张延这才忽然意识到,得到今晚的口令其实并不难。
张延立刻命令士兵点燃了三支火把,并放下吊桥,打开城门。
就在这时,从甬道上走来一队魏军士兵,约百余人,为首之人正是主将牛兴。
张延暗叫一声不妙,他喝令一声,“准备战斗!”
他便硬着头皮迎了上去,牛兴上城喝问道:“口令!”
张延高声道:“背水一战!”
被抓的两名士兵也将口令告诉了他们,就是背水一战。
牛兴眉头一皱,“已经交班了吗?”
张延连忙抱拳道:“回禀牛将军,刚刚交班。”
“现在还没有到三更时分,为何这么快交班?”
牛兴知道当值士兵和接班士兵之间的猫腻,今天特地来抓现形,没想到居然提前交班了,这是怎么回事,莫非他们知道自己要来巡查?
不对啊!自己也是刚刚才决定来巡查交班,消息再快也快不到这个程度。
他忽然发现对方将领有点眼生,似乎没见过,便问道:“你叫什么名字,是谁的手下?”
“卑职是第三营钟进将军的手下。

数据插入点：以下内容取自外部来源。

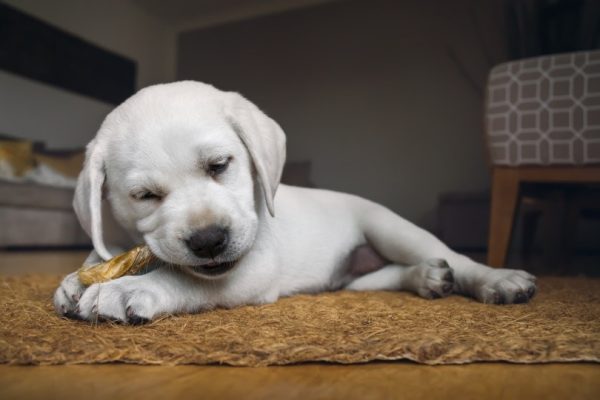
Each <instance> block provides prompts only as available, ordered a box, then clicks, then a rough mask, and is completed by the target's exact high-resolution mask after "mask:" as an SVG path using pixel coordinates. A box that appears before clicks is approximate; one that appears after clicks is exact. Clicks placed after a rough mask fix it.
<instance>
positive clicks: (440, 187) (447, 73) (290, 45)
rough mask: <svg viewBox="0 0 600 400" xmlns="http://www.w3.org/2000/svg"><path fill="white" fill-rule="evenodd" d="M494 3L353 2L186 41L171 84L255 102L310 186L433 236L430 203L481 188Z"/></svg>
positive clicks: (266, 21) (485, 171)
mask: <svg viewBox="0 0 600 400" xmlns="http://www.w3.org/2000/svg"><path fill="white" fill-rule="evenodd" d="M500 3H501V2H497V1H496V2H479V1H467V0H463V1H458V0H457V1H452V2H447V1H443V0H437V1H434V0H431V1H417V0H410V1H402V2H399V1H388V0H370V1H365V0H353V1H345V2H336V3H331V4H325V5H320V6H315V7H312V8H307V9H302V10H295V11H289V12H286V13H281V14H277V15H271V16H266V17H261V18H256V19H253V20H248V21H242V22H236V23H230V24H227V25H223V26H218V27H214V28H208V29H200V30H193V31H187V32H184V33H182V34H181V35H180V36H179V41H178V69H177V78H178V79H195V80H201V81H205V82H209V83H212V84H214V85H216V86H217V87H220V88H222V89H226V90H235V91H239V92H241V93H242V94H244V95H245V96H246V97H248V98H249V99H250V100H252V101H254V102H255V103H257V104H258V105H259V106H260V107H261V108H262V109H263V110H265V111H266V112H267V113H268V114H269V115H270V116H272V117H273V118H274V119H276V120H277V121H278V122H279V123H280V124H281V125H282V126H283V128H284V130H285V131H286V133H287V135H288V157H289V159H290V160H297V161H299V160H311V161H312V163H313V176H312V180H313V181H314V182H315V183H316V184H317V185H318V186H320V187H324V188H330V189H336V190H342V191H348V192H353V193H356V194H360V195H362V196H365V197H368V198H370V199H373V200H375V201H378V202H381V203H383V204H385V205H387V206H388V207H390V208H392V209H394V210H396V211H397V212H399V213H401V214H403V215H404V216H406V217H407V218H409V219H411V220H413V221H415V222H417V223H419V224H423V225H425V226H426V227H429V228H431V227H432V226H433V223H434V221H433V210H434V209H435V205H436V202H437V197H438V195H439V194H440V193H442V192H445V191H480V190H484V189H485V188H487V187H488V185H489V182H488V171H487V168H486V163H485V152H484V144H483V132H482V101H483V88H484V83H485V79H486V76H487V72H488V69H489V67H490V66H491V65H492V64H494V63H496V62H499V61H501V60H503V59H504V58H505V47H504V42H503V37H504V36H503V33H502V29H501V27H502V21H501V20H500V19H499V15H501V13H500V12H499V9H498V7H499V5H500Z"/></svg>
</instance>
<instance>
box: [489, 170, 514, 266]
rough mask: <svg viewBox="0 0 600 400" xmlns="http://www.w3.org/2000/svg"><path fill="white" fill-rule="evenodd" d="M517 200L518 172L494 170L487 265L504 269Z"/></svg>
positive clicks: (507, 170)
mask: <svg viewBox="0 0 600 400" xmlns="http://www.w3.org/2000/svg"><path fill="white" fill-rule="evenodd" d="M518 198H519V172H518V171H517V170H515V169H512V168H494V170H493V173H492V207H491V219H490V234H489V242H488V264H489V265H491V266H492V267H504V266H505V263H506V257H507V255H508V246H509V245H510V237H511V234H512V231H513V223H514V220H515V214H516V210H517V202H518Z"/></svg>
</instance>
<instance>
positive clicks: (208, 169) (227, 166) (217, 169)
mask: <svg viewBox="0 0 600 400" xmlns="http://www.w3.org/2000/svg"><path fill="white" fill-rule="evenodd" d="M231 158H232V157H227V158H224V159H222V160H218V161H214V162H211V163H210V164H208V167H207V173H208V175H210V176H213V177H214V176H217V175H220V174H222V173H223V172H225V171H226V170H227V167H229V163H230V162H231Z"/></svg>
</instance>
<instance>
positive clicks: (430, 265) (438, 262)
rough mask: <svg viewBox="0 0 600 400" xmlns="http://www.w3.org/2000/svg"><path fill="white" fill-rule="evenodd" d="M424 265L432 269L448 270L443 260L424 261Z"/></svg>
mask: <svg viewBox="0 0 600 400" xmlns="http://www.w3.org/2000/svg"><path fill="white" fill-rule="evenodd" d="M425 264H426V265H428V266H430V267H433V268H450V265H448V262H447V261H446V260H444V259H443V258H430V259H428V260H425Z"/></svg>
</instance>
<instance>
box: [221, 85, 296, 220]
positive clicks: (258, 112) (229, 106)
mask: <svg viewBox="0 0 600 400" xmlns="http://www.w3.org/2000/svg"><path fill="white" fill-rule="evenodd" d="M227 94H228V95H229V96H230V97H229V102H228V106H227V107H226V115H227V118H228V120H229V122H230V123H231V125H232V126H233V129H234V130H235V132H236V133H237V134H238V136H239V137H240V139H241V140H242V142H244V145H245V146H246V148H247V149H248V153H250V157H251V158H252V162H253V163H254V168H255V169H256V172H257V173H258V179H259V180H260V184H261V186H262V190H263V194H264V197H265V201H266V202H267V208H268V210H269V213H270V214H271V216H275V207H274V205H273V200H274V198H275V192H276V191H277V186H279V181H280V180H281V173H282V172H283V165H284V163H285V133H283V130H282V129H281V127H280V126H279V124H277V122H275V121H274V120H272V119H271V118H269V117H268V116H267V115H266V114H265V113H263V112H262V111H261V110H260V109H259V108H258V107H256V106H255V105H254V104H253V103H251V102H250V101H248V100H246V99H245V98H244V97H243V96H241V95H240V94H238V93H233V92H231V93H227Z"/></svg>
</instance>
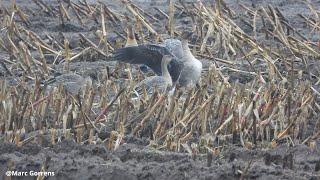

”
“是吗?”
牛兴还是觉得哪里不对,他又看不出来,这时,他手下忽然望着城下吊桥大喊:“将军快看!”
牛兴本能地一回头,在这电光石火之间,牛兴忽然明白哪里不对了,第三营主将钟进只是一名都尉,对方的腰牌是校尉银牌,怎么可能是钟进的手下。
“不好,有问题!”
但来不及了,张延等的就是这个机会,牛兴转头的一刹那,张延拔剑而出,一道寒光向牛兴脖颈劈去。
“噗!”
这一剑速度太快,牛兴躲闪不及,一剑劈在脖颈右侧,当即劈断了右颈上的大动脉,一股血箭喷出,牛兴惨叫一声,捂住脖颈急忙后退,张延的第二剑追上来了。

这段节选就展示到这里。